2014
02.01

When your project is nearing completion, it’s time to look at optimization. For Direct3D, this typically means grouping and reordering of things to make the hardware work as efficiently as possible.

For Direct3D 9, Microsoft have published a handy guide of things to look at optimizing here. But it’s interesting to look at the difference these changes make in the real world, to a real game on real PCs: especially on slower PCs!

The real world case in this blog is based around my Five Hundred game. Although it’s a 2D game, it’s pure Direct3D 9 code, so most of the optimizations still apply. While developing the game, I was mentally building a list of things “to do late” to help optimize. Note that it’s not a hugely demanding game, so the goal isn’t to squeeze out an extra frame per second on a modern system. The primary objective was to make the game playable on even low-end, integrated graphics, XP-based systems, since I imagine a lot of the card-playing-public might well have those systems lying around.
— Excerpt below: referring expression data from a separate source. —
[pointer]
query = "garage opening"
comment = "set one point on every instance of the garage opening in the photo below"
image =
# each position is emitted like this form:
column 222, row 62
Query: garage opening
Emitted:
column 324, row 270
This was my list of things to do, in (what I thought) would be biggest-to-least gain:

  • Minimize texture changes per frame (e.g. draw all of the card backs at once)
  • Bundle up objects into the same vertex buffers, minimizing DrawPrimitive calls
  • Change renderstates to only use alpha-transparency for the textures that use it

I implemented all of the above, but as an interesting side-project, I ran full evaluations after making each change (and with each change in isolation of the others) across all my test systems to see where the benefits were. The results? Curious!

Optimization Results

The benefits of each optimization varied greatly between different systems! To summarize, I’ll group them into three categories: “high-end” (in this case, a GeForce 770 with 4GB); “mid-range” (a Mobile Radeon 1GB) and “low-end” (Intel Express Q35 GMA integrated graphics).

Optimization Results
Optimization High-End Mid-Range Low-End
Minimize texture change 45% 25% 5%
Group vertex buffers 15% 40% 0%
Minimize alpha 0% 20% 80%

What does this mean? Primarily, Microsoft’s suggested optimizations work well for high-end systems. Minimizing the texture changes and vertex buffer calls added substantial performance benefits on those systems. Collectively, this is “reducing overhead” stuff. It’s worth noting that these systems blaze through the Five Hundred game drawing without breaking a sweat anyway. The 45% performance gain for minimizing texture changes on the high end system was going from 2,000 FPS to 3,000 FPS.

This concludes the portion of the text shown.